Certainly ordinary Russians – many of whom still live uncomfortably close to the poverty line – don’t have much sympathy for their rich countrymen. And according to wealth watchers such as Robert Frank, author of the Wall Street Journal’s Wealth Report blog, the old money of Europe and the US is equally unimpressed by the oligarchs’ garish taste (including bright peach coloured ski suits, showy yachts and armoured cars), their reportedly terrible manners, and their sometimes-questionable business practices.

The Russian Government also appears to have little sympathy for the struggling tycoons. While Russian Prime Minister Vladimir Putin and President Dmitry Medvedev have set aside $US50 billion to help Russia’s struggling industrial giants, the companies that have come to the Kremlin for help – including Deripaska’s Rusal, oil companies such as Lukoil, Rosneft and Gazprom, at least nine retailers and steel magnate Vladimir S Lisin’s Novolipetsk Steel – are likely to find any emergency funds come with plenty of strings attached.
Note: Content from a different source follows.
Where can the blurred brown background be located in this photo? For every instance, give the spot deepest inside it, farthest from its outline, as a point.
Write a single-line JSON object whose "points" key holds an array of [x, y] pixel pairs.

Play ball with the Government, or else.

When Putin came to power in 2000, he vowed to destroy the oligarchs as a class. While that was partly electioneering – Putin has worked with tycoons such as Deripaska and Abramovich at times – it should also be noted that he jailed and exiled a number of oligarchs during his reign.

The credit crunch may give Putin the opportunity to tighten his grip on the empires of Russian billionaires that can survive this mess.